Sunday Morning LitLinks

Tim Adams profiles “ultimate pessimist” and “reclusive soothsayer” Cormac McCarthy. (The Guardian)
Professor Michael Wutz discusses why the novel will never die. (Salt Lake Tribune)
Gary Dexter returns with a new story behind the name, this time looking at Kingsley Amis’s Lucky Jim. (The Telegraph)
Dean Radar rounds up the year’s best poetry books. (San Francisco Chronicle)
Borders CEO not too warm on the idea of a proprietary eReader. (Reuters)
Katy Guest looks back at the year’s most thrilling literary launches. (The Independent)
M.A. Orthofer looks at some of the year’s “best of” lists outside of the U.S. and U.K. (The Literary Saloon)
Oliver Marre tries to figure out why people hate Ian McEwan. (The Telegraph)
Louis de Bernières and other British writers are bringing back the days of the literary salon. (The Guardian)
On this day in 1929, D.H. Lawrence’s Lady Chatterly’s Lover was banned in the United States. (Today in Literature)


AuthorScoop
December 20th, 2009 at 1:25 pm
Hmmm. I’ve only just read my first Ian McEwan, AMSTERDAM, and I thought it was terrific. Couldn’t put it down.
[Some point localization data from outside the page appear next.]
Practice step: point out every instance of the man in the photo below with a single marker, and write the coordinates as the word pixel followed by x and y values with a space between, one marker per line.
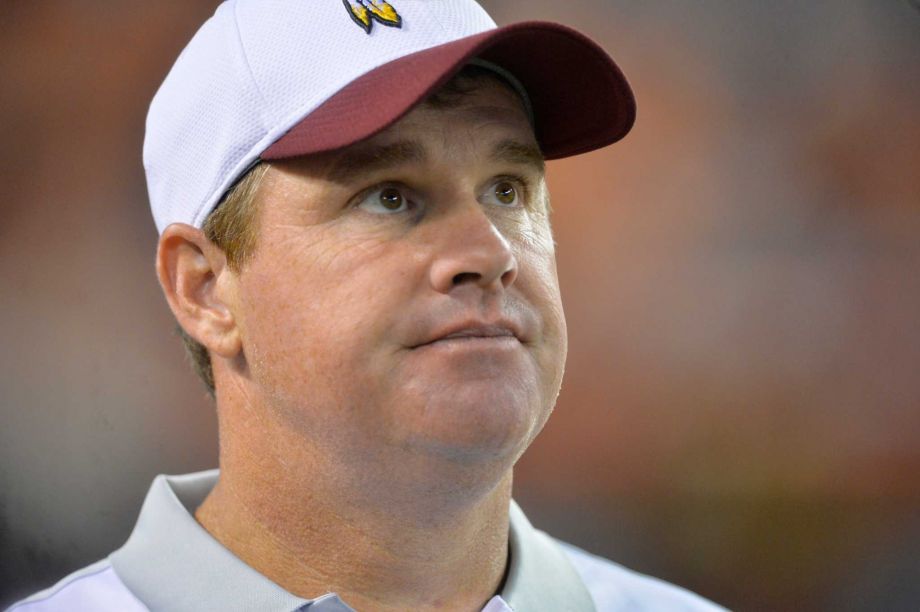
pixel 355 242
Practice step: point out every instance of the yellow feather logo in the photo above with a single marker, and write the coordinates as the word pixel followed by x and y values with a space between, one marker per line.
pixel 365 12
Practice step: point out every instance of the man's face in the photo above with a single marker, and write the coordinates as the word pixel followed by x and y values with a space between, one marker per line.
pixel 403 299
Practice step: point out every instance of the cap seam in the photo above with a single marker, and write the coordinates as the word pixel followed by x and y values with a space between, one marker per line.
pixel 216 193
pixel 239 38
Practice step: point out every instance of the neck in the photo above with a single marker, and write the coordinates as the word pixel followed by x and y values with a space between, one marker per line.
pixel 290 513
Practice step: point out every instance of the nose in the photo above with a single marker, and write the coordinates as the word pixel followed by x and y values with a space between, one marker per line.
pixel 472 251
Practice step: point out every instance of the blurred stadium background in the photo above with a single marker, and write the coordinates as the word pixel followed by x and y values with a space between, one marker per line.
pixel 742 278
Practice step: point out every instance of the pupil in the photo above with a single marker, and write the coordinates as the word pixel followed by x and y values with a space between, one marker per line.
pixel 391 199
pixel 505 193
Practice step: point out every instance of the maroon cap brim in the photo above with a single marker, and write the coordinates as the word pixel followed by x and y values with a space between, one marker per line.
pixel 581 101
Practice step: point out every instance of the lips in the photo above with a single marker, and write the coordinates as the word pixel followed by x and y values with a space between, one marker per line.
pixel 471 330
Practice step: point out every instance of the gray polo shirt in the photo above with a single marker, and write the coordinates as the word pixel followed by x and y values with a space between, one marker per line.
pixel 171 563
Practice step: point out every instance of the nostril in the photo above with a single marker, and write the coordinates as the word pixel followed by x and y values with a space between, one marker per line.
pixel 466 277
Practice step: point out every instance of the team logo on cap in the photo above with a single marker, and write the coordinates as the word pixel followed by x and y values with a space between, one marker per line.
pixel 365 12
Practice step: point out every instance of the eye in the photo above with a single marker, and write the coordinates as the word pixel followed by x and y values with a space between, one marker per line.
pixel 384 201
pixel 506 193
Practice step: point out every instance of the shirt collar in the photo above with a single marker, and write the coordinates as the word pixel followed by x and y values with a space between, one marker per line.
pixel 170 562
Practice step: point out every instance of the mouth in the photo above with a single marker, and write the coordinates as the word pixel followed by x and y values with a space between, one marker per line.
pixel 500 333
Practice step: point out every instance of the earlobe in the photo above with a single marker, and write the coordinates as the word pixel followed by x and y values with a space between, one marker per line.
pixel 188 267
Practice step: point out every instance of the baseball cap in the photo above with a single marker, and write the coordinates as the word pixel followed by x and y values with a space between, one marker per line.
pixel 273 79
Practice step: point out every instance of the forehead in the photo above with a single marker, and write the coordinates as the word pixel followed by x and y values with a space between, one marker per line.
pixel 467 119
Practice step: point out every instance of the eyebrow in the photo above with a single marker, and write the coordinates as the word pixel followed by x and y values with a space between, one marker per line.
pixel 369 159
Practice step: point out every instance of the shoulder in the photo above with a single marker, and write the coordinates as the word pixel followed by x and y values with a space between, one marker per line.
pixel 95 587
pixel 614 587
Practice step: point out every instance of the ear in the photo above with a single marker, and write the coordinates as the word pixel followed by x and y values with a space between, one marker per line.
pixel 189 267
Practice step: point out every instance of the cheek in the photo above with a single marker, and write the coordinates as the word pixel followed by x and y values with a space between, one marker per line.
pixel 540 284
pixel 313 308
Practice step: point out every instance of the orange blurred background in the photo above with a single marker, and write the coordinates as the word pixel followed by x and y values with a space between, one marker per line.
pixel 741 407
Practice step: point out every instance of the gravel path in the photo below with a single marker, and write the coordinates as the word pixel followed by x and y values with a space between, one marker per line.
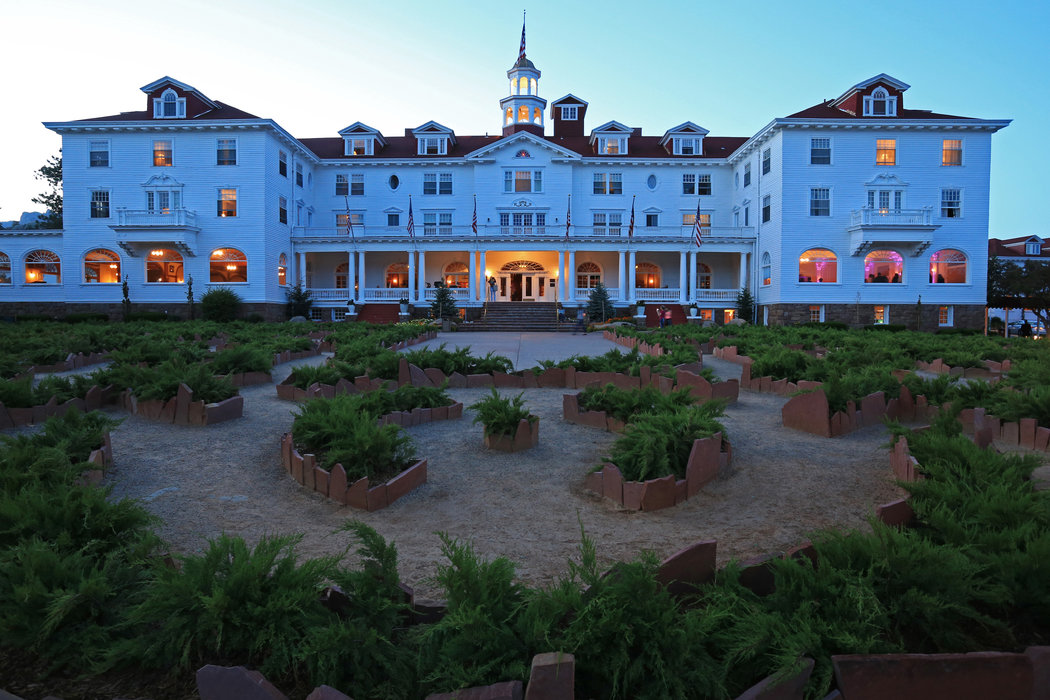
pixel 527 507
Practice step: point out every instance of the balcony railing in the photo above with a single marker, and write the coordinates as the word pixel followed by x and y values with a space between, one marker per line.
pixel 897 217
pixel 169 218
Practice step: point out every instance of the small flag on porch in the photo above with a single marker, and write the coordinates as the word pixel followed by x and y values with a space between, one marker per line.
pixel 697 230
pixel 568 217
pixel 350 221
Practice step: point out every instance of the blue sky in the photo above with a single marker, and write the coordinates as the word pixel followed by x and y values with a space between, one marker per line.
pixel 317 66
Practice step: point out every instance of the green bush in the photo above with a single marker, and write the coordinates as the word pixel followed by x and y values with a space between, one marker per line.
pixel 219 303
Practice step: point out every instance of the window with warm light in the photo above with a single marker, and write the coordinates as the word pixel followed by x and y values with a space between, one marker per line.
pixel 951 203
pixel 227 264
pixel 818 266
pixel 883 267
pixel 163 154
pixel 164 267
pixel 226 205
pixel 102 267
pixel 947 267
pixel 647 276
pixel 951 152
pixel 885 151
pixel 588 275
pixel 100 204
pixel 226 151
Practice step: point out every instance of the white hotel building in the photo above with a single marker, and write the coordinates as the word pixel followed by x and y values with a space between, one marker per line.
pixel 857 210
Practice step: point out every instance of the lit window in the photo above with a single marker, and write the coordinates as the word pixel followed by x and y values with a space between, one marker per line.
pixel 102 266
pixel 951 204
pixel 226 151
pixel 98 154
pixel 885 151
pixel 162 152
pixel 951 152
pixel 947 267
pixel 883 267
pixel 227 264
pixel 100 204
pixel 945 316
pixel 819 266
pixel 820 151
pixel 820 202
pixel 164 267
pixel 43 268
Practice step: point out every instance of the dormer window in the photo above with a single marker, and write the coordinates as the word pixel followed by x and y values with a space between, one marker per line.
pixel 880 104
pixel 433 146
pixel 169 105
pixel 612 145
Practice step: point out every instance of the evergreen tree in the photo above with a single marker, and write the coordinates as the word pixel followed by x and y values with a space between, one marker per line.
pixel 599 304
pixel 746 305
pixel 444 303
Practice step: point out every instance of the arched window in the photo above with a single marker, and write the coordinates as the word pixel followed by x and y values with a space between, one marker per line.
pixel 588 275
pixel 647 276
pixel 397 275
pixel 43 268
pixel 457 274
pixel 102 266
pixel 228 264
pixel 818 264
pixel 164 267
pixel 883 267
pixel 702 276
pixel 947 267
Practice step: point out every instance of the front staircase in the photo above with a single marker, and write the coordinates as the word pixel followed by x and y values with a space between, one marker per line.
pixel 516 317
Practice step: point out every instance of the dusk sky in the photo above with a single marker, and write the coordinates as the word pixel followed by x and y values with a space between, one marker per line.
pixel 317 66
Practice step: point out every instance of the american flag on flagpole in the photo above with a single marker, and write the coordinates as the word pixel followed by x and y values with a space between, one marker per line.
pixel 412 224
pixel 350 221
pixel 521 50
pixel 568 217
pixel 697 230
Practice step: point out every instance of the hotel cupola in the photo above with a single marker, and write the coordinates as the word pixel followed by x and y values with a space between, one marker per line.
pixel 523 108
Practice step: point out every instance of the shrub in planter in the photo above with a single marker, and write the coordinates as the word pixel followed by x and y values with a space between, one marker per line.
pixel 219 304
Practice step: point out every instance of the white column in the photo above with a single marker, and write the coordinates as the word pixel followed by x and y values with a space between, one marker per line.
pixel 421 288
pixel 623 275
pixel 683 280
pixel 630 277
pixel 360 277
pixel 561 275
pixel 471 292
pixel 350 274
pixel 571 274
pixel 412 275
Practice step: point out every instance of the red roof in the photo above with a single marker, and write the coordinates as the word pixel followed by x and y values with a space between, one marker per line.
pixel 224 111
pixel 825 110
“Much of the recent criticism has, bizarrely, pointed out that McEwan is concerned solely with stories about the middle classes. One particularly cross chap bemoaned the fall of literature in “the country of Dickens”. That is a bit like complaining that Le Carré only writes about spies and then for good measure comparing him to Thackeray.”
Ha! There’s a strange phenomenon that some people think stories should somehow anticipate what we might have wanted them to be instead of evaluating what they are. I don’t know if it’s the click-happy technology making every damned thing from gas pumps to plush toys ‘interactive’ and answerable to our whims, but we seem to be losing the ability to spectate.
It’s as if the balance between action and its equal and opposite reaction is off. And that ain’t just physics, it practice for life. Creation and control are elements of the human experience, but everything’s a bit lopsided when we don’t develop our ability to respond to what never required our input.
December 20th, 2009 at 2:35 pm
the irony, of course, being that the same technology makes it easier than ever to “change the channel,” as it were. instead of trying to cram good artists into some other mold, seek out the author you “want him to be” elsewhere…
December 20th, 2009 at 4:30 pm
Definitely. My hope would be that quick access would afford people better opportunity to find something that pleases them.